Since there is less data available for ca >=1, we cannot understand well how these numbers contribute to the prediction. But looking at ca 0, the more than double number of patients who have heart disease compared to those who don't. This result can be retionalized that those who have less major vessels are more likely to have heart disease

<a id="t4."></a>
# 4. Logistic Regression and Results

## 4.1. Adjustments to Data

### Features Selection
**id**: identification variable
<br>**target:** response variable
<br>**age:** showed a tendency, we will include it.
<br>**sex:** it's relevant, we will include it.
<br>**cpchest:** showed a tendency, we will include it.
<br>**trestbps:** didn't show a tendency, we won't include it.
<br>**chol:** data doesn't seem relevant, we won't include it.
<br>**fbs:** didn't show a tendency, we won't include it.
<br>**restecg:** didn't show a tendency, we won't include it.
<br>**thalach:** showed a tendency, we will include it.
<br>**exang:** showed a tendency, we will include it.
<br>**oldpeak:** showed a tendency, we will include it.
<br>**slope:** showed a tendency, we will include it.
<br>**ca:** showed a tendency, we will include it.
<br>**thal:** showed a tendency, we will include it.


In [None]:
hd_final = hd_df.copy()
hd_final.head()

In [None]:
hd_final.drop('trestbps', axis=1, inplace=True)
hd_final.drop('chol', axis=1, inplace=True)
hd_final.drop('restecg', axis=1, inplace=True)
hd_final.drop('fbs', axis=1, inplace=True)
hd_final.head()

### Creating Dummy Variables

In [None]:
hd_final = pd.get_dummies(hd_final, drop_first = True)

In [None]:
hd_final.head(4)

### Create train and test dataset

In [None]:
x=hd_final.iloc[:,0:13]
y=hd_final['target_1']
x_train, x_test, y_train, y_test = train_test_split(x,y,test_size = .2, random_state=10) 

In [None]:
print(x_train.shape)
print(x_test.shape)
print(y_train.shape)
print(y_test.shape)

In [None]:
x_train.head(3)

In [None]:
y_train.head()

## 4.2. Building the logistic model

In [None]:
logit_model = sm.Logit(y, x)
result=logit_model.fit()
print(result.summary())

## 4.3. Predicting the test result and calculating the accuracy

In [None]:
logreg=LogisticRegression()
logreg.fit(x_train,y_train)
pred = logreg.predict(x_test)
print('Accuracy of logistic regression classifier on test set: {:.2f}'.format(logreg.score(x_test, y_test)))

In [None]:
print(classification_report(y_test, pred))
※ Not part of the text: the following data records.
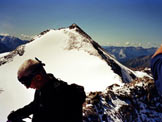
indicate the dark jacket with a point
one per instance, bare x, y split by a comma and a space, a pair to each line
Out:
55, 102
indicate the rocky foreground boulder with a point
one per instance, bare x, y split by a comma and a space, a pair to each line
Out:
137, 101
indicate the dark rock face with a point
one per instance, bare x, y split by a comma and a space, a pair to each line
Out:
8, 58
137, 101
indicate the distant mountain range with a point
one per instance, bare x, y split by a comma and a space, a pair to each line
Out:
133, 57
114, 92
9, 43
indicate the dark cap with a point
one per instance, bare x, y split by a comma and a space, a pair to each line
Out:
27, 70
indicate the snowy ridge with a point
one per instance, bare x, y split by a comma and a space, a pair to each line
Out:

**Precision:** is the ratio TP / (TP + FP) where TP is number of true positives and FP number of false positives. The precision is intuitively the ability of the classifier to not label a sample as positive if it is negative.

<br>**Recall:** is the ratio TP / (TP + FN) where TP is the number of true positives and FN number of false negatives. The recall is intuitively the ability of the classifier to find all the positive samples.

<br>**F-score:** can be interpreted as a weighted harmonic mean of the precision and recall, where an F score reaches its best value at 1 and worst score at 0. The F score weights the recall more than the precision by a factor of beta. beta = 1.0 means recall.

<br>**Support:** is the number of occurrences of each class in y_test.

### Confusion Matrix

In [None]:
confusion_matrix = confusion_matrix(y_test, pred)
print(confusion_matrix)


The output tells that there are 29 + 21 correct predictions and 5 + 6 incorrect predictions.